Fire crews spent the entire morning putting out the fire. Classes at the nearby Renaissance Academy at Mathson were canceled for the day.

"There is a school on the opposite side of it, and clearly it's surrounded by a neighborhood," Battalion Chief Leia Diaz said. "But due to our firefighters, good efforts and their strong work at this, they were able to keep it to the structure of origin."

Now with the fire under control, attention turns back to MACSA, and the future of the site.

"Watching this burn, it's breaking my heart," said San Jose City Council Member Peter Ortiz.

Closed for nearly a decade, the building was home to programs that changed lives, including Ortiz's.

"I myself went to the MACSA program when I was a young man, when I was gang impacted, and it's this program that was able to give me the courage to leave the gang and kind of turn my life around," he said.

Community groups have been pushing the Alum Rock Union School District, who owns the land, to keep the building from being demolished and return it to a youth center.

This summer, the advocates behind that movement said they were able to make progress with the school board, many of them speaking about it in public comment in the school board meeting the night before the fire.

"We were talking about issues from fundraising to renovation to security," said Victor Vasquez of SOMOS Mayfair, one of the groups advocating for the building. "We were making really strong progress to figure out a plan."

For now, they say the path forward isn't clear, but they're hopeful.

"It's very shocking, but I still believe in the power of our community, that we can rally behind this building, this place," Vasquez said. "In my point of view, it's not over."

There were no reports of injuries, the cause of the fire is under investigation.

Emergency meeting called after fire

Community members in East San Jose say even though a beloved former youth center went up in flames - their dreams of reopening didn't go with it.

On Friday people left notes and flowers, remembering the former site of the Mexican American Community Services Agency.

Angelina Rodriguez, Founder of the nonprofit Concrete Rose Coalition, would play at the center when she was younger.

"Even now looking at the structure of the building that's left I feel like it screams cultura, you can see it you can see the resemblance of empires that were built," Rodriguez said.

The youth center, known as MACSA for short, closed around 2016.
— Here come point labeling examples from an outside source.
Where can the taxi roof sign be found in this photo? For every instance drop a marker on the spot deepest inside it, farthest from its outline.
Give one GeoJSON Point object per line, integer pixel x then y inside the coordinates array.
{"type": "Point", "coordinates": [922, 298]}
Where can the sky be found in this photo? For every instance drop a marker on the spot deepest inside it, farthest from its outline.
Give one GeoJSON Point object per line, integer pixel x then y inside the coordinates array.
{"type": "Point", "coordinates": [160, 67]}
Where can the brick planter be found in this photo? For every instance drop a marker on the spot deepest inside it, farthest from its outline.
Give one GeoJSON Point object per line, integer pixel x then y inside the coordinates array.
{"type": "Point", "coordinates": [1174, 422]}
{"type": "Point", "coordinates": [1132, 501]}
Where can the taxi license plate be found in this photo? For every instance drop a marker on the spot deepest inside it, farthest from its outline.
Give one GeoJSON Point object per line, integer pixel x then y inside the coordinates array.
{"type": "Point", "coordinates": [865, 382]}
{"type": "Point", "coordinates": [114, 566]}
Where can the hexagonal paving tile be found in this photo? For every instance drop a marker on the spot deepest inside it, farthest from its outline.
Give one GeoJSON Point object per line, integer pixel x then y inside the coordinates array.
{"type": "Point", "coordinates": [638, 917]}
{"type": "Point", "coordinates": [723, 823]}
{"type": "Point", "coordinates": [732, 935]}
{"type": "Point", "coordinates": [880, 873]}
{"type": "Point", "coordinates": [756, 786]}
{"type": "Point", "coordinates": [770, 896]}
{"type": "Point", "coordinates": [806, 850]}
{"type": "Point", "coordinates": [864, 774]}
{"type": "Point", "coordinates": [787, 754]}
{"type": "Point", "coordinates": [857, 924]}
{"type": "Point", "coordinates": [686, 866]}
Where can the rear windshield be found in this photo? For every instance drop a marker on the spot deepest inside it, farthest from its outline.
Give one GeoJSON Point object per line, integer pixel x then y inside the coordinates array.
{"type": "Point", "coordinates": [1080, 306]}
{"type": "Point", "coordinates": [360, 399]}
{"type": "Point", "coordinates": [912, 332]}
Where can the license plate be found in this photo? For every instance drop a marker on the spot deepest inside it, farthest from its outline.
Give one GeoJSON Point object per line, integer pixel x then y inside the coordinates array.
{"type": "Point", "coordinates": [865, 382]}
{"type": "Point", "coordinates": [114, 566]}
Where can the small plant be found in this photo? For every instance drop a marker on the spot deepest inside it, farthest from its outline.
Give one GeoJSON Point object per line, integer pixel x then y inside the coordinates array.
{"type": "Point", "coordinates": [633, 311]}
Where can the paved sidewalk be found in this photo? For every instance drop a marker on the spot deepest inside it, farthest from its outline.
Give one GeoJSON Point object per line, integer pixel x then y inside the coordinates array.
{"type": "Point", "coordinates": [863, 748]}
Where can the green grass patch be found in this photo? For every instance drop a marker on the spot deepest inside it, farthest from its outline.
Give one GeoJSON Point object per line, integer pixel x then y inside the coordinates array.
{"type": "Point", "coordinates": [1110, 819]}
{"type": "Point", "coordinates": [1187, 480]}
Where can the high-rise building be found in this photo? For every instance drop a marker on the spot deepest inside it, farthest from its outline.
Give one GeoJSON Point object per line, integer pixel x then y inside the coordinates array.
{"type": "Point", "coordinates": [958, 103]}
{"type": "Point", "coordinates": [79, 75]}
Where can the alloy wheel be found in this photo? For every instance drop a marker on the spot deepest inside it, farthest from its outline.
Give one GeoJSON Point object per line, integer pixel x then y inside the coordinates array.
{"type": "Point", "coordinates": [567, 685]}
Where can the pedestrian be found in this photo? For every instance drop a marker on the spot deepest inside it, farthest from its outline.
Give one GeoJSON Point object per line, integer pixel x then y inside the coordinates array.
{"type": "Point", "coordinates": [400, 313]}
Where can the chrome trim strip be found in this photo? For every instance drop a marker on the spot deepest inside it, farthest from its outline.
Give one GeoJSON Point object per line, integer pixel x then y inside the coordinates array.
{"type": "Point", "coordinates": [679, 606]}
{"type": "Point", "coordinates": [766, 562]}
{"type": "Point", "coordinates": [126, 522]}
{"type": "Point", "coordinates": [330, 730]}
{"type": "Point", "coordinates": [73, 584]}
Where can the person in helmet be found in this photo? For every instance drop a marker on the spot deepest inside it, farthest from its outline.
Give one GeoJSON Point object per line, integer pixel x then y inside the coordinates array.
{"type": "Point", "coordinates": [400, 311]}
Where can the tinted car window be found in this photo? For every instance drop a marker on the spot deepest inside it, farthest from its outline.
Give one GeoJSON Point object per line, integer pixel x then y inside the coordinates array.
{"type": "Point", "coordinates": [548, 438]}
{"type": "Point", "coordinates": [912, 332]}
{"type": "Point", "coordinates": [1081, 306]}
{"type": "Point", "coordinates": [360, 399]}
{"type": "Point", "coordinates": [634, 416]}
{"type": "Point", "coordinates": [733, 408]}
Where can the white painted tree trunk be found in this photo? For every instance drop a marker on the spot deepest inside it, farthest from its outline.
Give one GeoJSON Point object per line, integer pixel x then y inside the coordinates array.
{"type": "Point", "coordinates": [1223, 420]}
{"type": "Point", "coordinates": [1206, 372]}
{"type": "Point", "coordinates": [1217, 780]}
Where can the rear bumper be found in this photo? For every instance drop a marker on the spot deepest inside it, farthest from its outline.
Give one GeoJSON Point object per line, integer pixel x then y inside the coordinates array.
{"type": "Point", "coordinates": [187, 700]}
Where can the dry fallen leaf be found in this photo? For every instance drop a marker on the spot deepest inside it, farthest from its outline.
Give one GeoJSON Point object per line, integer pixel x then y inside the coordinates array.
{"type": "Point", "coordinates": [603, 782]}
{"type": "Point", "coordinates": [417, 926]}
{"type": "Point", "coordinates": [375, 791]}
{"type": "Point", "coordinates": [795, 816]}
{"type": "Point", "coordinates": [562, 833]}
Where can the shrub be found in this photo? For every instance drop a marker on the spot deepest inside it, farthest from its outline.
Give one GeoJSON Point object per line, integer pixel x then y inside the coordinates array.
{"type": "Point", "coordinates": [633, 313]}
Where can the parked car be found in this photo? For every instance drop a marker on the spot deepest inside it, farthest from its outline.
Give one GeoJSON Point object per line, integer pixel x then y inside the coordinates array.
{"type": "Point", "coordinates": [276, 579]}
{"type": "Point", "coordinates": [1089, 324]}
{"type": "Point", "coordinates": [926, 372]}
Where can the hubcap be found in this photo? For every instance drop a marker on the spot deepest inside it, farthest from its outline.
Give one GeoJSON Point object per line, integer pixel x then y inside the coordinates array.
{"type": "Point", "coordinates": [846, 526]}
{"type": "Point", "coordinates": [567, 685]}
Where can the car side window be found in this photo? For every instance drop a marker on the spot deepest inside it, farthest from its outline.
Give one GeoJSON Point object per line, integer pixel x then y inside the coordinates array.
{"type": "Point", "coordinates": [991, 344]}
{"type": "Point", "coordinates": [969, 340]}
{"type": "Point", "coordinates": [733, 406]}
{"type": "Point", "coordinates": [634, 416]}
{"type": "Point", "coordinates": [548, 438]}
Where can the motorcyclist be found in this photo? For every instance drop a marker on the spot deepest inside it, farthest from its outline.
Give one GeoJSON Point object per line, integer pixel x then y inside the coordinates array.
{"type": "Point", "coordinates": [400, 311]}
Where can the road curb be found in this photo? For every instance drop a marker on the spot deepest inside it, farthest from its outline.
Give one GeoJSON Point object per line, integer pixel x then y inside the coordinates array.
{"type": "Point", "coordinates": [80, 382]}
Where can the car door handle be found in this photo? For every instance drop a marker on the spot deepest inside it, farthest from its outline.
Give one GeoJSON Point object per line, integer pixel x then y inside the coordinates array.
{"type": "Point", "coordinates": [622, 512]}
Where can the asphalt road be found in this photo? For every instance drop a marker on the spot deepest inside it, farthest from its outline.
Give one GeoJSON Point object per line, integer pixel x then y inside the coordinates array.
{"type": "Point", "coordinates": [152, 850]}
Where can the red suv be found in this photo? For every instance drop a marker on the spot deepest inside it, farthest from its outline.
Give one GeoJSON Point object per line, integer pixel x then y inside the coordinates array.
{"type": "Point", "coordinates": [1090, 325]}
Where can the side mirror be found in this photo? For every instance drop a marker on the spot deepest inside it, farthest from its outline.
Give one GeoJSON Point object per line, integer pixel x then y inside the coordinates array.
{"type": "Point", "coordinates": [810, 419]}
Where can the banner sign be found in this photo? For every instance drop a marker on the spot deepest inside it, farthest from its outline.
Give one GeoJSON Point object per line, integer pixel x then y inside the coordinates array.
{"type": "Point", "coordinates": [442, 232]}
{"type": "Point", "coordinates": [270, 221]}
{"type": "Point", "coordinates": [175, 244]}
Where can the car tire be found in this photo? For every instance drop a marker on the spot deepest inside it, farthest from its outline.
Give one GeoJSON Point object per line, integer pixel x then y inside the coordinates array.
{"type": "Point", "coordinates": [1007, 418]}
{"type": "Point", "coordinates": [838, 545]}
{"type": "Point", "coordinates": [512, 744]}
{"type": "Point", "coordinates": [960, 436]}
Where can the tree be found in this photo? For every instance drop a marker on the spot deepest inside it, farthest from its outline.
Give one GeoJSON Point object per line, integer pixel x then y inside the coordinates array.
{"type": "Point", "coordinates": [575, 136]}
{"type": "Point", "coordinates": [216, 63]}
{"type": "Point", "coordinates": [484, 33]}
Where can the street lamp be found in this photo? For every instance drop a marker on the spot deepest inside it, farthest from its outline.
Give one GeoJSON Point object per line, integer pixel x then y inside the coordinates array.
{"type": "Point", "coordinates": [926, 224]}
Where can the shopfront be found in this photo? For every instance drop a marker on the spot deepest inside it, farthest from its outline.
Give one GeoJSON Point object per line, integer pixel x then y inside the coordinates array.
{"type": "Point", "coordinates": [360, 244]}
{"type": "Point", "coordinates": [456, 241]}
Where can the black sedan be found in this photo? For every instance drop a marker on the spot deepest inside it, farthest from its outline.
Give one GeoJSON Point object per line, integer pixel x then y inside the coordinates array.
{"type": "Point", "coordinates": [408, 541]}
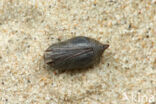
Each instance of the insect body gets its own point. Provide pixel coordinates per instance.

Danny Sanchez was a volunteer in 2012.

"Gang prevention and intervention we did some re-entry work here. You know we laughed here, we cried here - I'm just a little emotional because every Friday night we'd have about 80 kids," Sanchez said.

Alum Rock Union Elementary School District owns the property. A year ago, the district considered demolition and then postponed it. Organizations have been fighting to open a youth center there once again.
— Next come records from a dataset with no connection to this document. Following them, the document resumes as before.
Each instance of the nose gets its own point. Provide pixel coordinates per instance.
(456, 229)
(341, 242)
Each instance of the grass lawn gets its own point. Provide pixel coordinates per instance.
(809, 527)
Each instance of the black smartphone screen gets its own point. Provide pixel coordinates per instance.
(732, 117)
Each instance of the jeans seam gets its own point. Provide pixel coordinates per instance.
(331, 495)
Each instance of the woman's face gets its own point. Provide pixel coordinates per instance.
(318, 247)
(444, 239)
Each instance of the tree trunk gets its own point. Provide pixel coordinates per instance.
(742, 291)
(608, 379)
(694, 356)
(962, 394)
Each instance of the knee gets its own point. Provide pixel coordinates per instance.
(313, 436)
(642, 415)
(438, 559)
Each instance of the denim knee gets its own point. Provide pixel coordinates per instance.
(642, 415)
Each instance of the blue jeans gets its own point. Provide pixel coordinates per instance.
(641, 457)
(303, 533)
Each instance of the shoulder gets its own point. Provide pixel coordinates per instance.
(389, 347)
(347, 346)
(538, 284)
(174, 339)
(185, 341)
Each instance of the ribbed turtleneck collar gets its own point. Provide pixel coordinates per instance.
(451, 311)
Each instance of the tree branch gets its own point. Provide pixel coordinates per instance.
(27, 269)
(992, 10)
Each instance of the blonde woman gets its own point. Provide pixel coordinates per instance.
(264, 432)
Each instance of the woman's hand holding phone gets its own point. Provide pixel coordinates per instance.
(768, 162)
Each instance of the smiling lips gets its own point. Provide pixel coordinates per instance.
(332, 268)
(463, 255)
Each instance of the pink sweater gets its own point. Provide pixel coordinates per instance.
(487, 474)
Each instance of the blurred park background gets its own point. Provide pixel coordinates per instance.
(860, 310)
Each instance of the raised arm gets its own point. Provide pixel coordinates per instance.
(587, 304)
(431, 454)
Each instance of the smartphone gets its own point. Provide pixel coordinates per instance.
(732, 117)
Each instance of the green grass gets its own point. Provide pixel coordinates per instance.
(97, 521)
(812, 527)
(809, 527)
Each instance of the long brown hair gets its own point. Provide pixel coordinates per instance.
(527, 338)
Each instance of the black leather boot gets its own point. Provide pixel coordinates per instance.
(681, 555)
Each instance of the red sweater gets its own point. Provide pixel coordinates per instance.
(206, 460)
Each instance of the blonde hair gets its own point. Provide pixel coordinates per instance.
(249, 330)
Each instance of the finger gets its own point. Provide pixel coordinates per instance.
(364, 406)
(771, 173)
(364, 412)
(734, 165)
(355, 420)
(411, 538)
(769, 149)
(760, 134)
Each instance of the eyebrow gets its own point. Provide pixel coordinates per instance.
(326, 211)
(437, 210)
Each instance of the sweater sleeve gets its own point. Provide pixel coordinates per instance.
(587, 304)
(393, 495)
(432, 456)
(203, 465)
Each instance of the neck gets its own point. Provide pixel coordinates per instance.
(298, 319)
"The School of Arts and SOMOS said we would fundraise for the building, we will operate the building, you know the programs are not a problem for us," Vasquez said.

Less than 24 hours after the start of the fire, the Alum Rock Union Elementary School District has called for an emergency meeting for Saturday at noon. They will vote on whether to demolish the building. Organizers say they're turning this moment of loss into a moment of movement.

"The issues haven't changed the students at the district need a library, they need a gym, we have some of the highest incarcerations of young people in the county - the issues don't change. The building is burnt but the solution to it - we still have to go for it," Vasquez said.

Community leaders say this was more than a building - it was the spirit and the safe space tied to MACSA.